A client requested a surveilance setup for his company locations, which includes multiple machines, entrypoints, storage halls etc.

He suprisingly had some interesting requirements:

  • LAN-only operation
  • no vendor lock-in when it comes to cameras
  • easy to use with a smartphone
  • OpenSource (if possible)
  • builtin redundancy for recording
  • alerting (movement detection)
  • recordings must include sound

TL;DR

Zoneminder is a nice play-thing for small home user and enthuiasts but is not suitable for normal consumers du to its complexity in setup and upkeep. I had my best experience, and best customer feedback, with the solution from Synology.

the setup

Since I like the idea of using open source if sufficient, I started researching open source systems for this purpose, and installed 5 or 6 different ones. Zoneminder was the only one with sufficient documentation and a functioning install process at the time of testing, so I choose a system with an i7 (4c,8thr), 32GB RAM, 500GB SSD for system and misc, and a 1TB HDD for recording. The i7 was a 4th gen which is a bit older but should be more then enough to handle a few streams.

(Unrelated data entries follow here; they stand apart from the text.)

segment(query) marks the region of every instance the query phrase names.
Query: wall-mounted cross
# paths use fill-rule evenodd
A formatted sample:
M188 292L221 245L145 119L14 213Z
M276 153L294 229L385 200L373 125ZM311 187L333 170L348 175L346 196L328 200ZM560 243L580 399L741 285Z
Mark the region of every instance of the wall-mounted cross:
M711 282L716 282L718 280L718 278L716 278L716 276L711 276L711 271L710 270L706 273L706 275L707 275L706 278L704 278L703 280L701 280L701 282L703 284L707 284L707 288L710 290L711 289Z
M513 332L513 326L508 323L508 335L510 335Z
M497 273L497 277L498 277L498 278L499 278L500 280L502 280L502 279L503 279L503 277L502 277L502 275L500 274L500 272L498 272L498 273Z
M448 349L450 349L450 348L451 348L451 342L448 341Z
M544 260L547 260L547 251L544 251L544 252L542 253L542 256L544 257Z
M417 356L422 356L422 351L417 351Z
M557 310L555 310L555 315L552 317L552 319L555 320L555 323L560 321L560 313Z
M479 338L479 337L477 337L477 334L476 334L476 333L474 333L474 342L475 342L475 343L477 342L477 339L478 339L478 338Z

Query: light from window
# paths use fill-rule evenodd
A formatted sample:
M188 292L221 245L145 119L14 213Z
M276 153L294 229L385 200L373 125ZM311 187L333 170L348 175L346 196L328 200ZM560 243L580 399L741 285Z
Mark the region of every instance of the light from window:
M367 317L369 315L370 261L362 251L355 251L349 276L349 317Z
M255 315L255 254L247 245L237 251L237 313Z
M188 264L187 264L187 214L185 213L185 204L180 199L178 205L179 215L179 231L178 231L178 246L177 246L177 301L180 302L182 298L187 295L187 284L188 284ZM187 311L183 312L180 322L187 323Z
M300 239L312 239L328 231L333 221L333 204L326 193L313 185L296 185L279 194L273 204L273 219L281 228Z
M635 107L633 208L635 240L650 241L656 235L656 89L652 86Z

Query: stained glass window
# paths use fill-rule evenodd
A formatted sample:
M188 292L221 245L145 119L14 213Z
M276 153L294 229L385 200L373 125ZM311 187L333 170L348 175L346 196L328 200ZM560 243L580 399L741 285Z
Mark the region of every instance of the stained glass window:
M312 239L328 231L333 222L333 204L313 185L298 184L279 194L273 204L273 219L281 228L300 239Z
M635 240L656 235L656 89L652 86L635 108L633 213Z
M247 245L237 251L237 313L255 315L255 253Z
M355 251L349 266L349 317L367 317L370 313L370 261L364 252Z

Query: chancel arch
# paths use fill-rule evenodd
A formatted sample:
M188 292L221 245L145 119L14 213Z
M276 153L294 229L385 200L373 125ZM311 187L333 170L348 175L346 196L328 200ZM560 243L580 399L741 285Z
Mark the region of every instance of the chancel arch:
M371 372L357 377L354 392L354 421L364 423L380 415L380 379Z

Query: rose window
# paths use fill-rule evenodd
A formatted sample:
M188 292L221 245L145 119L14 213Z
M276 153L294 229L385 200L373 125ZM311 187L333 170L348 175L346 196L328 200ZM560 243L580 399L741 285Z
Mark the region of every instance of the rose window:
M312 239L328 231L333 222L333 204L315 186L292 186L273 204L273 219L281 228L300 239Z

My client wanted to test the system by spending the least amount of money possible, which brought me to the cameras from the TP-Link Tapo series, since zoneminder and the Tapo cams support onvif and rstp.

setting up the first camera

The setup of the Tapo cameras can’t be done without internet access for the cam and the tapo app. After the initial setup you can isolate the cameras. To access the rtsp stream you need to setup an user account in the tapo app, and the stream URLs can be found online after a quick google search.

It took quite some time to figure out the correct way to specify the combination of rtps-URL and the other parameters like FPS and resolution.

Monitor setup

motion detection and alerting

When you setup a monitor in zonemninder you can specify if you want motion detection or not, and the motion detection worked very well during my tests, and did not have any noticable effect on CPU or RAM.

look and feel

When it comes to the GUI of zoneminder you can’t expect much (my opinion).

Zoneminder console

I don’t find it intuitive and you get lost in the process of “where do I have to click now?” because there are multiple links in each monitor row and each one takes you to the monitor, the other one to the settings page. It takes some time to get used to.

The detail view of the monitor only gives you limited controll/interaction options. You can’t scroll in the timeline and the controls don’t work as fluent as one might wish. Zoom worked by luck/accident for me. The table with events is a nice overview but viewing them was very slow.

end of test

At this point I encountered to many issues that I ended the test. I this state it is not a solution I can give a customer who just wants to use it, without dealing with complex camera setup and configuration. I ignored the poor performance in my evaluation, because I didn’t spend enough time debugging this issue to really pin-point it to the software.

We ended up using the solution from Synology which fullfilled all requirements, except it’s not open source.